The concept of art created as a reaction to war is very interesting to me because I am particularly compelled by art that induces emotion. I think depictions of pain and suffering are some of the most emotionally provocative pieces of art that can exist. The two readings I did relating to artists reaction to war and grief were really compelling to me because They focused on two very different wars and the art that was produced out of the metaphorical ruble of those two wars were also very different. Pieces from Spanish artist Francisco de Goya (which were done in response to the French and Spanish War) are very emotional and raw and reflect more of the internal feelings and the effects of war on the individual, as it were, whereas the work of Jacob Epstein (created in response to WWI) are more abstracted and provoke thoughts about the process and development of war itself.
I think the questions that both these articles raise in relation to one another have to do with context and how it affects what sort of art is created during these extremely harrowing moments in history. The issues of subject and medium can come into play because they play a huge role in the response the audience will have to the art. The feeling of the work can be completely changed by the type of medium the artist is working in and what type of specific marks are being made. In addition, the depiction of graphic violence is often extremely provocative and is a deliberate choice by the artist, as opposed to abstract or symbolic work. So clearly there are infinite ways that pain and suffering can be conveyed as we see in both the readings, which I find very interesting.
Well, here she is. It's my photography series titled "Circadian Rhythm" that is designed to capture the feeling of my dreams through visual aesthetics and color. Enjoy.
So, the content for this painting was based off of all the road trips I took as a child and capturing the feeling of driving at night through a painting. I used a photo from Petra Collins as a reference for anatomy and colors. It's going well. That's kind of it for right now.

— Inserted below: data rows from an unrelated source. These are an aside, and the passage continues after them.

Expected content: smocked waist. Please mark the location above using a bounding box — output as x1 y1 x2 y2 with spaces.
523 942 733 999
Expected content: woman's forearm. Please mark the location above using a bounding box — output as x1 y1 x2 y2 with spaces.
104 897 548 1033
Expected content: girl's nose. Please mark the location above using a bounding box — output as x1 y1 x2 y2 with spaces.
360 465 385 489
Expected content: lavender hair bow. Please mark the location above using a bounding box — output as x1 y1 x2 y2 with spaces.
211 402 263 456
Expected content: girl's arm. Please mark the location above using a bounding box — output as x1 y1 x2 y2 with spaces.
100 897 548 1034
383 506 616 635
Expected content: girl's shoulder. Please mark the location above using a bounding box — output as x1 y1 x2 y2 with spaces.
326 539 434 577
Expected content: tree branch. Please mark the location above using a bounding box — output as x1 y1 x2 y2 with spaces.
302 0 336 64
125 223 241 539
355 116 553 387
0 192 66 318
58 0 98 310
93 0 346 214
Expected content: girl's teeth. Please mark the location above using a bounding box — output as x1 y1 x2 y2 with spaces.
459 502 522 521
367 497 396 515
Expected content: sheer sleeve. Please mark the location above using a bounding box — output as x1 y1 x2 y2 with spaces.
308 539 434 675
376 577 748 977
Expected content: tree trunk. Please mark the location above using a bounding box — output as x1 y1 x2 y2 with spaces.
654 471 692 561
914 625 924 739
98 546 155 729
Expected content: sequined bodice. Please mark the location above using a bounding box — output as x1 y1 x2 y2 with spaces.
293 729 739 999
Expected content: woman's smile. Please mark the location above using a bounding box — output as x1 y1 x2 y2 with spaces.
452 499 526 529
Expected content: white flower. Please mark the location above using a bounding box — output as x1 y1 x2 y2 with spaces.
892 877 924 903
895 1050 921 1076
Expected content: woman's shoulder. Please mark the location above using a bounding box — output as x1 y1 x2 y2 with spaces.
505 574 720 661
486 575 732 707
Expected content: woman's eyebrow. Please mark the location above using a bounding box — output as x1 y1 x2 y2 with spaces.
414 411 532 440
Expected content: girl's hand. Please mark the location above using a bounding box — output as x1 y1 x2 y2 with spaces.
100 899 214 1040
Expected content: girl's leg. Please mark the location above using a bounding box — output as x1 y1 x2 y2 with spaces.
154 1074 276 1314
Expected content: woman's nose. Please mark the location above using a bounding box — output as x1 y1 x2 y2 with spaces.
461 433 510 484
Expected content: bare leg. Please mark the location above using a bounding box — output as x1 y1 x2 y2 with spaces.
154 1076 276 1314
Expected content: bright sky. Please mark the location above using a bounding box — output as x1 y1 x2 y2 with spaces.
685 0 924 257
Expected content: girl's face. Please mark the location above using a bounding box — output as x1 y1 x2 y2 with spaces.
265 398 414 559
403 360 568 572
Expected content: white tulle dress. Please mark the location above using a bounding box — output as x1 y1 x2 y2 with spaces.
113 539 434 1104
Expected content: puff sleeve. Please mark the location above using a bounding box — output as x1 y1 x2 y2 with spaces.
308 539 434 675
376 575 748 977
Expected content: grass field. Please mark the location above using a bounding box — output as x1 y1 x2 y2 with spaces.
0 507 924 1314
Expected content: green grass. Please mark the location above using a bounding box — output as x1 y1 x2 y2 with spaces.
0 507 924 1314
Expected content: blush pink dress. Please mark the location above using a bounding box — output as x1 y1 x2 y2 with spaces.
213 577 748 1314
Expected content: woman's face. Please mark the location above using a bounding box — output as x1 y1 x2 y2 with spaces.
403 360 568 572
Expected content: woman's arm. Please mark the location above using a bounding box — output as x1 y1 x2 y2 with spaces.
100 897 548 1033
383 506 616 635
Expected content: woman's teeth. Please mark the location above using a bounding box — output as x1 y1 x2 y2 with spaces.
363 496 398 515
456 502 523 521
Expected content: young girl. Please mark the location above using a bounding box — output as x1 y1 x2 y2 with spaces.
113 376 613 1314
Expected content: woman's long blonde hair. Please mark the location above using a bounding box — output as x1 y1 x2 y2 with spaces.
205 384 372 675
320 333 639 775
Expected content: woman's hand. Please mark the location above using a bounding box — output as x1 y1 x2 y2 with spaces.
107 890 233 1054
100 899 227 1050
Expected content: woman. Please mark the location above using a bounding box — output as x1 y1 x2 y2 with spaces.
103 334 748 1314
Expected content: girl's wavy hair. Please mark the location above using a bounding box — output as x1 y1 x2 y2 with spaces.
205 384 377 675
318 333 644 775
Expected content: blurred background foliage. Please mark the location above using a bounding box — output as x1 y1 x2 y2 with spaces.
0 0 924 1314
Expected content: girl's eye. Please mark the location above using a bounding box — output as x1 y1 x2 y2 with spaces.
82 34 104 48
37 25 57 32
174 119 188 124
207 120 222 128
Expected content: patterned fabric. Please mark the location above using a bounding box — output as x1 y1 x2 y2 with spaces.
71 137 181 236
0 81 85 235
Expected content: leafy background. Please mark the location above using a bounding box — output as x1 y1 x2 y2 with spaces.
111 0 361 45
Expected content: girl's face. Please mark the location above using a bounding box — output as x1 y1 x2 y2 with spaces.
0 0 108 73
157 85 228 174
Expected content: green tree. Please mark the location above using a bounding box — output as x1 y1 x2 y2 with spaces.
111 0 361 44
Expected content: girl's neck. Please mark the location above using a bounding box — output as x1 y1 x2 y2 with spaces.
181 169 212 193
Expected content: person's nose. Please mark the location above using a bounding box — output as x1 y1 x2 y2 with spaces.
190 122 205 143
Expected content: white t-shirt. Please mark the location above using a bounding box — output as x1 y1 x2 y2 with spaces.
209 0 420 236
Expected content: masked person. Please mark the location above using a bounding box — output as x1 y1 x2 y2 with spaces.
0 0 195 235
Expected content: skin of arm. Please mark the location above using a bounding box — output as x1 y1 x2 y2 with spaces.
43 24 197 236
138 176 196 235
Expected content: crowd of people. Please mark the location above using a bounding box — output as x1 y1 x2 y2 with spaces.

So basically, I want this project to be a photography series about dreams and my attempts to capture they aesthetics as well as experimenting with makeup and photography. I plan on painting myself and my sister in such a way that implies the distortion you see when you're dreaming, but in a way that requires a bit of a double take to notice. I just really want to capture the feeling of a dream in real life because it's something I've always wanted to do and never been able to.